How to Take Notes That You Will Actually Read
So here you are, a fully-grown adult and you still have to take notes during your classes…really? Well, yes. Notes are not only taken in class but also at work when taking instructions, hence, they are more crucial than we actually realize and give them credit for. Notes can be captured in various ways, the most popular and, perhaps more traditional means being writing them out by hand. For now, though, let’s stick to the classroom setup and see exactly what it has in store for us.
Get good-quality stationery
Ensure that you get yourself tools that are fit for the purpose for which they will be used. Good-quality pens and notebooks are easily accessible and available not only from stationery shops but at local supermarkets and small-scale vendors. There really is no excuse for you to use a pen that smudges or paper that is either too thin or will not represent your notes and diagrams accurately. I highly recommend notebooks whose spines are sewn and glued compared to the spiral ones…but hey, the preference is yours, as long as the paper quality allows you to highlight, use a pencil, and colored pens, then you’re all good. You also don’t want a felt-tip pen that will leave mirrored traces on the back of the page or else whatever you write here will be pretty illegible. So think like a high scholar…simple yet functional stationery.
Clearly demarcate your notebook
This applies especially when using a large 3–4 quire notebook; it’s important to clearly mark each section you will have divided to accommodate a module. You can even use colored sticky notes or stickers and assign a different color to each module so that you save time instead of fumbling through the notebook to access notes for a particular module.
Underline your headings and subheadings
Headings and subheadings help one demarcate the different topics and sections within a topic. I prefer to write main headings in capital letters and underlining them so that I could easily locate a new topic even in the midst of a long topic. Subheadings are better written out with each relevant first letter capitalized or in sentence case and underlined. This helps you distinguish the different notes. Ensure to omit a line after each heading and between a section of notes and the beginning of a new subtopic to keep your notes neat and simple to locate.
Use different color pens/ highlighters
This is varsity and believe me, no one will come around to check your notebook and what color pen you have used — you do what works best for you. So why not embrace different color pens or highlighters to bring life to your notes? My preference lay in using different color pens and keeping the colors between 3–4…nothing fancy because I used black ink for the headings, subheadings, and regular points, blue ink for definitions, and a green pen for examples, questions, and N.B.s (nota bene). You can still go on to use more colors for the latter elements or more popping colors, as long as these make your notes attractive, interesting, and easy to read. I used a pencil to draw my diagrams then labeled them in blue ink. A combination of highlighters and color pens is also perfectly fine.
Points, not paragraphs
Unless it’s a highly punctuated definition and has a full stop somewhere along the line, why write in paragraphs? They are notes, not an essay, hence, notes are taken in point form as they are a summary of what is being said and are originally designed to be concise. This way, you are better able to locate crucial points as they are clearly defined and easily readable. There is absolutely no need for you to write every single word the lecturer says — just important, noteworthy points. Notes written in point form are really a summary of what has been noted down in text as well as verbally as your lecturer speaks. These little summaries are useful as you will have structured them in your own words that you better understand — and you can use different bullet styles for them too. Also, make sure to space your notes out neatly in between each topic and subtopic.

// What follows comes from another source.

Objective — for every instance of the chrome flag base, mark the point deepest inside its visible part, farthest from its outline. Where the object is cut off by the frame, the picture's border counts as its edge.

Abbreviations, symbols, and shorthand
Honestly, I am not a big fan of abbreviating and especially using shorthand, however, these are your personal notes, and keeping things short will come in handy. Just make sure you do not shorten and abbreviate everything to the extent that your own notes become an incomprehensible liability and you fail to understand them as you study. You can devise your own symbols as long as you are confident and can read them, e.g. =for equals, (+)ally for additionally, (-)ss for less, an upward-facing arrow for upwards, etc.
Whatever system you develop, adopt and embrace, be consistent with it across all your modules. This will help you locate specific notes and points with ease as well as remember where you last left off regardless of which module you are switching to study. Listen attentively and take notes consistently throughout the lecture so that you have well-balanced information at the end of the session. From time to time, you may improve your system, but make sure you stick with it and this will make stationery purchases easier as you know the exact tools you need for your work, regardless of the note-taking style you use. You will realize that studying becomes automatic, simple, and enjoyable.
You will realize that I do not go into detail about the note-taking styles that are well-known because we all write things out uniquely and I have never used a prescribed note-writing style before. The recommendations below are based on my own experience and what worked for me. I hope the simple points prove to be useful to you on your learning and note-taking journey.